Weekly Update: What do Austria, Belgium, France, Germany and the Netherlands have in common?July 10th, 2012 by Raymond James
What Do They Do Now?
By Benjamin Streed
July 10, 2012
What do Austria, Belgium, France, Germany and the Netherlands have in common? Each country had one of its sovereign yields fall to a record low last week as investors demanded more compensation than what Germany, which is considered a safe-haven, provides. Why would investors shun German yields if it is considered so safe? Germany’s two-year yield fell below zero percent on Friday, going as low as negative 0.008%, that’s why. This was the first time the yield has sunk into negative territory since June 1st and comes in direct contrast to all the monetary easing and bailout measures implemented in the Eurozone in the last month. Germany’s peer countries of Austria, Belgium, France and the Netherlands saw their two-year yields touch 0.12%, 0.43%, 0.166% and 0.071% respectively.
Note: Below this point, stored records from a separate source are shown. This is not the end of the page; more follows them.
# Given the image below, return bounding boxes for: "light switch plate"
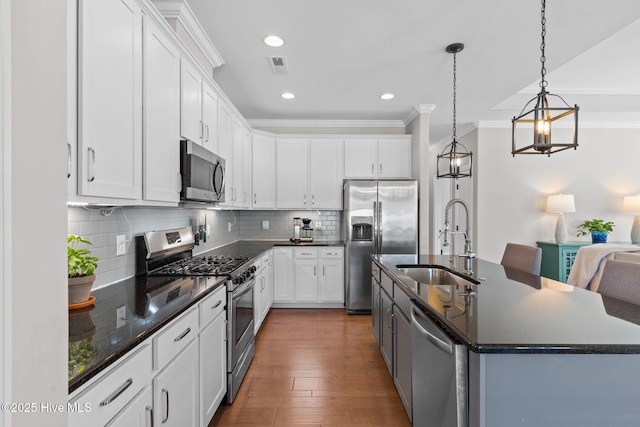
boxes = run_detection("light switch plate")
[116,234,127,256]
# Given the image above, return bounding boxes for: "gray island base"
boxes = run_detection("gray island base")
[372,255,640,427]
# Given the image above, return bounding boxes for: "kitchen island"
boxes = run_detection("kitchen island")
[373,255,640,426]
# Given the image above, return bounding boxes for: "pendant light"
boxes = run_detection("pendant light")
[511,0,579,157]
[437,43,473,179]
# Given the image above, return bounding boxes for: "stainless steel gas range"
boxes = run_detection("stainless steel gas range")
[136,227,256,403]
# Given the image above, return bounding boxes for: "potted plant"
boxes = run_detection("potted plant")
[67,234,98,304]
[577,219,614,243]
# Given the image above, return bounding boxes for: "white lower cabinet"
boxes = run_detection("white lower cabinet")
[273,246,344,307]
[153,340,200,427]
[69,343,151,427]
[198,286,227,426]
[68,286,227,427]
[107,386,153,427]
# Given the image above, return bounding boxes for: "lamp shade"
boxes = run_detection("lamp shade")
[547,194,576,213]
[622,194,640,213]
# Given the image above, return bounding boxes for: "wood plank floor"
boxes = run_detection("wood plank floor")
[209,309,411,427]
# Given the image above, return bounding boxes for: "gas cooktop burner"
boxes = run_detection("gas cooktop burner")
[153,255,249,276]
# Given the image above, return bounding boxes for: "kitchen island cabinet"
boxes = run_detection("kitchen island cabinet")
[374,255,640,426]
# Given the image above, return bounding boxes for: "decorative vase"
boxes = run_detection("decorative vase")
[591,231,609,244]
[69,274,96,304]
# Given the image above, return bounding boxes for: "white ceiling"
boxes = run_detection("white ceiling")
[182,0,640,141]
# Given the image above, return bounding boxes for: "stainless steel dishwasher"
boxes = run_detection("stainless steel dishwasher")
[411,302,468,427]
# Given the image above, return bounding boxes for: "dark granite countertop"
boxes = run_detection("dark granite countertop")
[69,240,344,393]
[373,255,640,354]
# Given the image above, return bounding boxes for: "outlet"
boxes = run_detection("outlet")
[116,305,127,329]
[116,234,127,256]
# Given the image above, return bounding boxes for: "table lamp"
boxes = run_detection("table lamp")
[622,194,640,244]
[547,194,576,243]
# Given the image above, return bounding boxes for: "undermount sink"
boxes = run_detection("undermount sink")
[396,264,480,285]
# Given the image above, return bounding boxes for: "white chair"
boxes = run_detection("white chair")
[598,259,640,304]
[500,243,542,276]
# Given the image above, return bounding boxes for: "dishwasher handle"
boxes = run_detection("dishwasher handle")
[411,306,453,355]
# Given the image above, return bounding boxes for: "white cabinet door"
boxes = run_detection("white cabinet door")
[180,59,204,144]
[202,306,227,426]
[217,100,234,206]
[153,340,200,427]
[344,138,378,178]
[377,137,411,178]
[309,139,344,210]
[231,115,244,207]
[294,259,318,302]
[276,139,310,209]
[251,135,276,209]
[318,259,344,302]
[143,17,180,202]
[273,247,296,302]
[241,128,252,208]
[107,386,153,427]
[78,0,142,199]
[202,82,218,153]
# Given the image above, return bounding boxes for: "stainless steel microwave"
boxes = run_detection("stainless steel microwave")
[180,140,225,202]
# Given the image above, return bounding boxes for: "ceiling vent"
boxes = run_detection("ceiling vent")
[269,56,289,76]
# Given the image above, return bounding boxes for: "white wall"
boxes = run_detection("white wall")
[10,0,68,427]
[474,122,640,262]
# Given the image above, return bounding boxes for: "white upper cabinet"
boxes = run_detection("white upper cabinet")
[180,59,218,153]
[202,81,218,153]
[251,135,276,209]
[142,17,180,202]
[78,0,142,200]
[309,139,344,210]
[180,59,204,144]
[276,138,311,209]
[241,127,252,208]
[344,135,411,179]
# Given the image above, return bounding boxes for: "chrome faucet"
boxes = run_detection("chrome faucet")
[442,199,476,258]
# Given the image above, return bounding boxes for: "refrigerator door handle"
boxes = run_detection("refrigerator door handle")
[373,202,380,255]
[377,202,382,253]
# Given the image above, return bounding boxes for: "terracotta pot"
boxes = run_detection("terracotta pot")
[69,274,96,304]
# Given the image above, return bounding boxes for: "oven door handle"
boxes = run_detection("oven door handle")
[232,278,256,300]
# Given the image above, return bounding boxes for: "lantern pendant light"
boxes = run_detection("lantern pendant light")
[511,0,579,157]
[437,43,473,179]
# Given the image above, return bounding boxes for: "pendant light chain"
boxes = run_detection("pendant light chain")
[453,52,456,143]
[540,0,547,90]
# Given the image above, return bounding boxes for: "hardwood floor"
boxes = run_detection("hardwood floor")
[209,309,411,427]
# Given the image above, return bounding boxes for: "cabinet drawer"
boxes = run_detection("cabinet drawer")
[198,285,227,329]
[153,307,198,370]
[393,283,411,319]
[320,247,344,259]
[293,248,318,259]
[69,344,151,427]
[371,262,380,283]
[380,273,393,298]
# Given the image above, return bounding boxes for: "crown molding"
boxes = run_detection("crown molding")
[247,119,406,128]
[151,0,224,67]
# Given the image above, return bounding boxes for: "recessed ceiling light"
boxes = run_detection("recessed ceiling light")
[264,35,284,47]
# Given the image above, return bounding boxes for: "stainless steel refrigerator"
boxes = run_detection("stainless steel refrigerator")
[343,180,418,314]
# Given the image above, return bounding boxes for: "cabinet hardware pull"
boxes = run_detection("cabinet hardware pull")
[173,328,191,342]
[87,147,96,182]
[67,142,71,178]
[100,378,133,406]
[162,388,169,424]
[145,405,153,427]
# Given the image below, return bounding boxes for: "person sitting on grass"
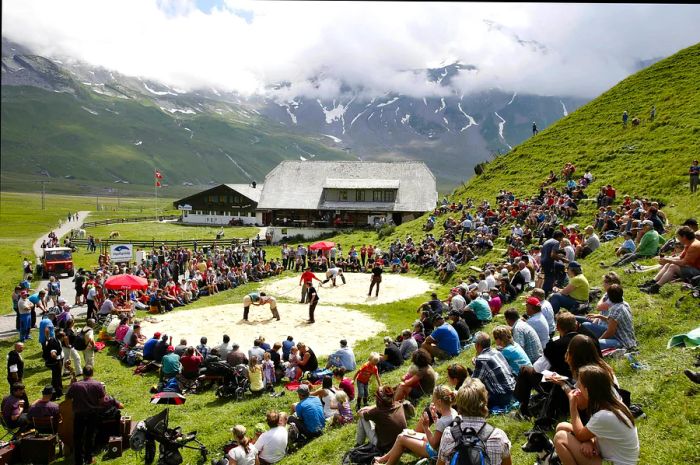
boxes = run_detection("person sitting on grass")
[377,336,404,373]
[421,312,460,359]
[437,378,512,465]
[554,365,639,465]
[289,384,326,439]
[549,262,590,315]
[331,390,353,426]
[374,386,457,465]
[228,425,260,465]
[355,385,407,454]
[394,349,437,401]
[600,220,661,268]
[641,226,700,294]
[493,325,532,376]
[352,352,382,410]
[583,284,637,350]
[472,331,515,409]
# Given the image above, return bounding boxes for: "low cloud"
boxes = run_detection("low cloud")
[2,0,700,99]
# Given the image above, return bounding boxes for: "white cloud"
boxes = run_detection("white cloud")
[2,0,700,97]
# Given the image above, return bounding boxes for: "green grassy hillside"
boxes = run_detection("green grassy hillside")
[0,84,349,190]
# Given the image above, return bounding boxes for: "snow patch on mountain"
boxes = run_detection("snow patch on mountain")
[457,102,479,132]
[494,111,513,149]
[435,97,447,113]
[377,97,399,108]
[142,82,177,95]
[321,133,344,144]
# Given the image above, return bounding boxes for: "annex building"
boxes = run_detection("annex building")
[174,161,438,229]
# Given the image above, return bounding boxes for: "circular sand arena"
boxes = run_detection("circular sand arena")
[262,272,431,305]
[141,300,386,355]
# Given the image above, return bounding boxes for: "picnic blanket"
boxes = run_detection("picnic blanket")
[666,327,700,349]
[284,380,323,391]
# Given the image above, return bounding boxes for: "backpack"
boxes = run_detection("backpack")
[343,442,382,465]
[73,329,87,350]
[450,417,494,465]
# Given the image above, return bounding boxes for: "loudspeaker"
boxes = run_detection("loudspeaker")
[105,436,122,459]
[20,434,58,464]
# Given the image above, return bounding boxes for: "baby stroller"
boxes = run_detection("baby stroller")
[129,409,209,465]
[215,363,250,400]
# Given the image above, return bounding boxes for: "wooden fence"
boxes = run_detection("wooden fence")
[82,215,180,228]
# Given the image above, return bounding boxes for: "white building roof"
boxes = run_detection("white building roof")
[258,161,438,212]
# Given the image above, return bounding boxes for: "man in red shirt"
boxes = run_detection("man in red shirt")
[299,267,321,304]
[180,347,203,379]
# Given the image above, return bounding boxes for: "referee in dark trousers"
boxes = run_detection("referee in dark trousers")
[66,365,106,465]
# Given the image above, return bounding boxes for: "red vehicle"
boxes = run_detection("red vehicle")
[41,247,75,279]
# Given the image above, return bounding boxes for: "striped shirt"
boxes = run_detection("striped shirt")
[438,416,510,465]
[472,347,515,394]
[512,320,542,363]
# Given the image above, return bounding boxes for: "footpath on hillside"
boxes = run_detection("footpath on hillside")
[0,211,90,338]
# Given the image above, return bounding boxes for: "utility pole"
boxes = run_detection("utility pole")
[34,181,51,210]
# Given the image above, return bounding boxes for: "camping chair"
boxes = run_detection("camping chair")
[32,415,63,455]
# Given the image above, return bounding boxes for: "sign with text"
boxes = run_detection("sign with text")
[110,244,134,262]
On the flipside, further exacerbating the concerns in Europe, Spanish 10-yr yields continued their climb upwards towards the dreaded 7.00% mark, which was the level at which several countries previously buckled to bailout pressures.
Bloomberg had an interesting story late last week regarding the few remaining options in the European Central Banks’s (ECB) fight against the region’s ongoing crises. The ECB’s recent foray into the land of zero interest rates is apparently fueling some speculation that the central bank will possibly follow in the footsteps of the U.S. Federal Reserve and the Bank of England into large-scale asset purchase programs known as Quantitative Easing (QE). The idea behind such a move would be to manipulate the longer-end of the yield curve downward in hopes of spurring economic activity. In a press conference Thursday, ECB President Mario Draghi stated that the action on short-term rates will likely only have a “muted economic impact”. Unlike the Fed and Bank of England, the ECB has yet to engage in a formal QE program. Although it did purchase government bonds earlier this year the process was “sterilized” to avoid fueling any unintended inflationary pressures. As a refresher, a sterilized bond purchase would help the central bank against the effects of the foreign exchange market.
Here is the U.S., last weeks’ nonfarm payrolls number was disappointing while the unemployment rate held steady at 8.2%. Although the nonfarm payrolls number was revised upwards from +69k to +77k, this month’s change arrived at a meager +84k on expectations of +106k. As a reminder, although this number looks positive since the U.S. is creating jobs, estimates shows that the country needs to generate roughly 121k jobs per month to breakeven with the changes in population growth, changes in the workforce and immigration. One bright spot in the report was the revised change in private payrolls which showed a +105k as opposed to the +84k announced last month. On the news Treasury yields fell sharply at 8:30am as noted in the chart above. For the week, Treasury yields pushed considerably lower with the 5-yr note off 7.5bp to yield 0.643% while the 10-yr and 30-yr securities were down 9.5bp apiece to yield 1.549% and 2.662% respectively.